Sex, drugs, rock 'n roll and The Kills.

First three adjectives that come to mind when listening to this album:

Three favorite songs on album:
"Pull A U"
"Gypsy Death & You"
"Monkey 23"

Drum machine, pounding electric guitar, and the lyrics "Superstition is / Your modern eye / With original skin / And original lie" is the first hit I take with The Kills. A mere minute and fifty-one seconds later, I am completely overwhelmed by Alison Mosshart's elongated scream...and this is only the first track.

Recorded in 2003, Keep On Your Mean Side was the first full length album from The Kills’ Alison Mosshart and Jamie Hince. Since then, they've produced two other full length albums: No Wow, and the latest Midnight Boom.

Keep On Your Mean Side is blaring at times. Heavy guitars, sexy vocals, yet in the calmest of songs, I realize how diverse and talented this band truly is. Granted, they lack some of the composure (in the lyrical sense) that comes with the later records, but this album is still unexpectedly enticing. Alison is able to effortlessly blend her vague, brash vocals to the beat of Jamie's thundering riffs.

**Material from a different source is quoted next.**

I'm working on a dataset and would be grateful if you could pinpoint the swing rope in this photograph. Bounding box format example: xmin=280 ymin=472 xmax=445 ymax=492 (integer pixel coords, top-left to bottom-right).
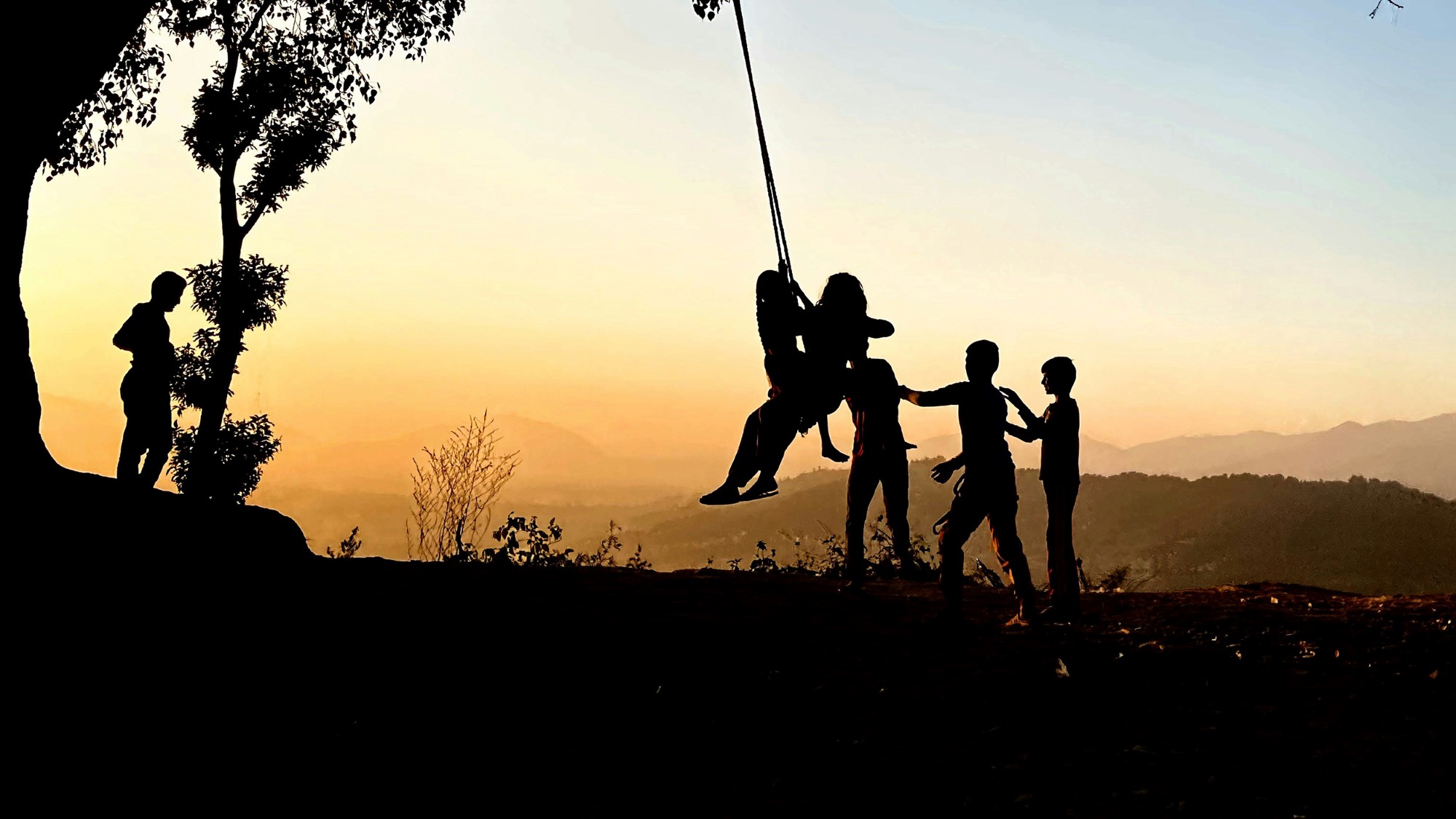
xmin=732 ymin=0 xmax=794 ymax=281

One of the more curious elements of this album is the recorded telephone messages left by Alison (I'm guessing). One of these messages falls toward the end of “Superstition” while the other is its own complete track entitled "Hand.” These messages are utterly bizarre. The first one (on “Superstition”) is a complete blur of what sounds like drug-induced mumblings. The gist of it goes something like this..."Honey, no, it's probably true..Oh my god..I just..Uh..you know..attempt to hustle..it's an attempt to hustle..." After coming across these, I start to wonder if perhaps this album was recorded under the influence (Not that there’s anything wrong with that). After thinking about this possibility for a while, I realized that those lyrics that had once perplexed me (such as the first lines from "Fried My Little Brains," "Got six troubles, on my back / Like six little milk teeth, all gone bad / Won't move over, won't get gone / Won't move over”), no longer mattered. I started to focus on Mosshart and Hince’s ability to use their vocals as instruments. The way the words go up and down, pausing, abruptly stopping, and blurring to form sounds unrecognizable as words at times embodies free form music with or without lyrics.

All in all, I would have to say that this album is a tremendous first effort from a band that continues to astound me. On a side note, if you ever get the chance to check them out in concert, do yourself a favor and go. It will be well worth the twenty or so dollars that you would normally just spend on your prohibition era cocktails and American Apparel t-shirts.

Album design:
The album looks like a worn police identification chart complete with mug shots and fingerprints. The mug shots showcase Alison and Jamie in their all their hip, grungy glory. And just in case you weren't convinced, you get two more full pages of the duo posing on the inset.

There are type written notes (as well as more photos) to Jamie and Alison from Kid Tsunami on the inset of the liner notes. These notes and photos are visually fascinating, but don’t offer much substance.